1.7. Allocation aux adultes handicapés (AAH)

Le suivi des bénéficiaires de l’allocation aux adultes handicapés (AAH) informe sur l’évolution de la prévalence du handicap et sur le niveau de compensation apporté par les pouvoirs publics aux personnes concernées.

Le nombre de bénéficiaires de l’AAH est de 1,24 million fin 2020

L'allocation aux adultes handicapés (AAH), créée par la loi du 30 juin 1975, est une aide financière qui permet d'assurer un minimum de ressources aux personnes âgées de 20 ans ou plus (16 ans si le bénéficiaire n’est plus à la charge d’un foyer allocataire des prestations familiales), en situation de handicap ou atteintes d'une maladie chronique ou invalidante. Cette aide est attribuée sous deux types de conditions. D’une part sous certaines conditions médicales (critères d’incapacité), examinées par la commission des droits et de l'autonomie des personnes handicapées (CDAPH) constituée dans chaque Maison départementale des personnes handicapées (MDPH). D’autre part sous certaines conditions administratives (critères d’âge, de résidence et de ressources), étudiées par les organismes payeurs (Cnaf et MSA, cf. précisions méthodologiques). Elle se distingue des autres minima sociaux, en ce qu’elle est une prestation individuelle avec prise en compte des ressources « familialisées », qu’elle prend en compte la composition familiale lors de la détermination du niveau de la prestation (sans impact cependant sur le montant lorsqu’il n’y a pas de ressources) et qu’elle interagit avec la prime d’activité.
Fin 2020, 1,24 million de foyers bénéficient de l’allocation adultes handicapés (cf. graphique 1) . Il s’agit de la première aide en nombre d’allocataires à destination des personnes en situation de handicap. En tenant compte des conjoints et des enfants à charge, l’AAH couvre 2,4 % de la population.

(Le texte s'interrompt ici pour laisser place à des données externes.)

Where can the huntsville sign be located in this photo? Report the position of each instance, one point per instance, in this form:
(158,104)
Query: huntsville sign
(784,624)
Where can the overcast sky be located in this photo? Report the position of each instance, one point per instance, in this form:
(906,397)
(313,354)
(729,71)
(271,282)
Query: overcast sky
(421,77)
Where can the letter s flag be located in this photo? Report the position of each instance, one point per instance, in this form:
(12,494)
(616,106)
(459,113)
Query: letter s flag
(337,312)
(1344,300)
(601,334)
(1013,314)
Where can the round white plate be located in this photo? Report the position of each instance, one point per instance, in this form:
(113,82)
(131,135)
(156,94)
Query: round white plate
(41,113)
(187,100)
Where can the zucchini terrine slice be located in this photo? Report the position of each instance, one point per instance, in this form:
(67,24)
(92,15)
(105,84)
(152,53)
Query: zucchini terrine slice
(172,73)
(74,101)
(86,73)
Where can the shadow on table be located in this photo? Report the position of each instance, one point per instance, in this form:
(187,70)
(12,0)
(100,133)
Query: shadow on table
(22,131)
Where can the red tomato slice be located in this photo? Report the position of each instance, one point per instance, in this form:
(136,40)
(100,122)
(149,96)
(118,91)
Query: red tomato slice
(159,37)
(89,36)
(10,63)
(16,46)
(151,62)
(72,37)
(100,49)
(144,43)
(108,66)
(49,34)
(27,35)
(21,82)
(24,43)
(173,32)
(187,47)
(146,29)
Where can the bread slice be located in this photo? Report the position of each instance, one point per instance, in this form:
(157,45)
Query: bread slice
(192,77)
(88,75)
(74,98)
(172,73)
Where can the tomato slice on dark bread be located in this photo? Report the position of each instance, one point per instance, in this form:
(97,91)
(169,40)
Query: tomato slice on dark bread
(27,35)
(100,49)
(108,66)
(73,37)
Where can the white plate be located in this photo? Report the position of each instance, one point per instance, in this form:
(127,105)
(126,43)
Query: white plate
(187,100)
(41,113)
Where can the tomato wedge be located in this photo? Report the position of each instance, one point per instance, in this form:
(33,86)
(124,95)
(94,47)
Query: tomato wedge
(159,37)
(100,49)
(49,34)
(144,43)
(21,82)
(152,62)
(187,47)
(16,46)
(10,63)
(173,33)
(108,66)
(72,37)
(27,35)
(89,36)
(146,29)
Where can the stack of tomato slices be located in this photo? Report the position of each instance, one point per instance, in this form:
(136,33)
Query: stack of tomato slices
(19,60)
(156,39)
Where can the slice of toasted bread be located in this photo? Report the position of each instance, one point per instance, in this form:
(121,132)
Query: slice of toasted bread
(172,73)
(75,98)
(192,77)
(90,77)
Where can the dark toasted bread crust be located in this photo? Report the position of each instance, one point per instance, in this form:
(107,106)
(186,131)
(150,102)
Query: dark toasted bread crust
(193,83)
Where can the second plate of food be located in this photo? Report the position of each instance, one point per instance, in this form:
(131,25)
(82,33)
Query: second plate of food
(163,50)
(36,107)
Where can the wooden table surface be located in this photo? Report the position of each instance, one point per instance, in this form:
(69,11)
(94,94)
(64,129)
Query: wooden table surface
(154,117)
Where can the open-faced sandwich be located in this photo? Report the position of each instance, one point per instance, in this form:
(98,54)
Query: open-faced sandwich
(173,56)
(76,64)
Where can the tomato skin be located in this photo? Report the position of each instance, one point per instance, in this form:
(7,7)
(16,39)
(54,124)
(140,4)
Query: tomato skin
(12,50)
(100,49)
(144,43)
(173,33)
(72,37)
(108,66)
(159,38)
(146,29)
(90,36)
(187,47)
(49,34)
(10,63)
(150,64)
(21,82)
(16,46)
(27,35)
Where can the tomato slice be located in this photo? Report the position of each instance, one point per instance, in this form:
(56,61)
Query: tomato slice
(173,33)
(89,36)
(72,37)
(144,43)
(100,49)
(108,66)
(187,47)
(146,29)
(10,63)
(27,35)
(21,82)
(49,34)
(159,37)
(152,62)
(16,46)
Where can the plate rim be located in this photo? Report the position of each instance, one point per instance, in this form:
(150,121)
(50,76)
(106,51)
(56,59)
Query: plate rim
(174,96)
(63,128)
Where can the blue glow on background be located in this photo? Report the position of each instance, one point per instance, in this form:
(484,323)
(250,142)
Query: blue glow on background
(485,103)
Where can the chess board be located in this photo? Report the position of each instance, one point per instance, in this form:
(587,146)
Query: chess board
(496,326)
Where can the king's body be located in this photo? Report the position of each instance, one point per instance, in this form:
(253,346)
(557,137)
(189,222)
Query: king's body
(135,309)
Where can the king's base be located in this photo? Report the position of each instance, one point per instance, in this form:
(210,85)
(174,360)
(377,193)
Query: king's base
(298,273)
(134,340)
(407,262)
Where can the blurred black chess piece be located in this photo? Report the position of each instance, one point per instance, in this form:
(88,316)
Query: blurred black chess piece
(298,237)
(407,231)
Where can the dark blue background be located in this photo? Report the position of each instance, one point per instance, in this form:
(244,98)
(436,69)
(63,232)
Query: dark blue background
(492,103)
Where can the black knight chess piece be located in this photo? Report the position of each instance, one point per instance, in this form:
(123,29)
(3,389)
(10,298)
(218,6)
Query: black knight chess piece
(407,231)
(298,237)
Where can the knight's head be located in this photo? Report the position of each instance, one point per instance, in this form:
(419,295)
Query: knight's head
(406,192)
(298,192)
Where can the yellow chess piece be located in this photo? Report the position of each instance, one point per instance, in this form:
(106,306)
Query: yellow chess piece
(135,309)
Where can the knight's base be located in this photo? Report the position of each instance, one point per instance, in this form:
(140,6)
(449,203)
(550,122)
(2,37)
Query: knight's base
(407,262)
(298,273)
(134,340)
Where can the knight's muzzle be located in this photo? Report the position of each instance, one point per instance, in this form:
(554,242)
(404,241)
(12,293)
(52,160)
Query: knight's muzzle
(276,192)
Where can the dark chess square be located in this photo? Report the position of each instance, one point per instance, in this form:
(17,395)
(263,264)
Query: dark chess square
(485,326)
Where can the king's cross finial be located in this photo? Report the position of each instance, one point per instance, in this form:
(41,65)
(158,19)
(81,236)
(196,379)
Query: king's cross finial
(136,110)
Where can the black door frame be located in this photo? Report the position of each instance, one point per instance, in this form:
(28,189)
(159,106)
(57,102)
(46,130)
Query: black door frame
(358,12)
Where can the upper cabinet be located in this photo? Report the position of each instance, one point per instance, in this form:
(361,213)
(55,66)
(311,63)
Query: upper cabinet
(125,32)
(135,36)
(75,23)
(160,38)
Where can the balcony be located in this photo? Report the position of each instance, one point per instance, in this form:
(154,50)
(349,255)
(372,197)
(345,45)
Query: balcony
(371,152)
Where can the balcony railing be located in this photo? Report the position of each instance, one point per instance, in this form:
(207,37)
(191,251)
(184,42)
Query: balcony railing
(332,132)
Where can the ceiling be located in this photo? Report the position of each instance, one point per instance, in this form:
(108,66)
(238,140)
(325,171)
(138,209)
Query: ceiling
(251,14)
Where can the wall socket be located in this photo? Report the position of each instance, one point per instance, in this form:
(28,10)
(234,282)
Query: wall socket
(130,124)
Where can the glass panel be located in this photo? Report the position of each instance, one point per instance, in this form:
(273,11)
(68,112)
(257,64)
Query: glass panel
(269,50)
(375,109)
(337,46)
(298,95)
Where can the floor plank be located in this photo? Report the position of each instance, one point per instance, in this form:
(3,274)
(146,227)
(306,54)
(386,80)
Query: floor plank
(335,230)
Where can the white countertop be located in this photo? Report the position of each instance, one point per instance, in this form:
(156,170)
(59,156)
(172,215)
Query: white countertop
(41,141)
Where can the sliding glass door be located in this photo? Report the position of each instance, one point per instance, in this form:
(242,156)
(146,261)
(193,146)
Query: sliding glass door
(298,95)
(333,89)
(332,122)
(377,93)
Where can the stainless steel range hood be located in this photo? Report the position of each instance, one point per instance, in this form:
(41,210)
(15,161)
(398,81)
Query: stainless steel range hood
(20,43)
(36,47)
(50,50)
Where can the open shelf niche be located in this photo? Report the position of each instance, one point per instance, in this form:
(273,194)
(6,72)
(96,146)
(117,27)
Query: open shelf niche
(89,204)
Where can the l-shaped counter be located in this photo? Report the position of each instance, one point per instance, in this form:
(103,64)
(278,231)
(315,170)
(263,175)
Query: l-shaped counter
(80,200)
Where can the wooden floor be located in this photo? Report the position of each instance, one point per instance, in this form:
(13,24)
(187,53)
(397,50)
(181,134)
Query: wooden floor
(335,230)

Depuis 2002, l’AAH a connu 3 grandes phases d’évolution. Sur la période 2002-2007, le nombre de bénéficiaires a augmenté de 1,6 % par an en moyenne, en ralentissement par rapport aux années précédentes, où il progressait en moyenne de 2,5 % par an. La croissance des effectifs s’explique en partie par l’augmentation de la population âgée de 45 à 60 ans (générations du baby-boom), la prévalence du handicap augmentant avec l’âge. L’augmentation de l’espérance de vie des personnes handicapées et donc de la durée de perception de l’AAH contribuent également à la progression des effectifs.
De 2007 à 2012, la progression du nombre de bénéficiaires s’est accélérée, pour s’établir à + 4,2 % par an en moyenne. Cela fait suite à de l’assouplissement des conditions d’accès à l’allocation, notamment avec l’augmentation des plafonds d’éligibilité dans le cadre du plan de revalorisation de 25 % de l’AAH sur cette période. En 2011, s’y est ajouté le recul de l’âge minimal de départ à la retraite qui repousse la fin de droit à l’AAH, pour les personnes dont le taux d’incapacité est compris entre 50 % et 79 %.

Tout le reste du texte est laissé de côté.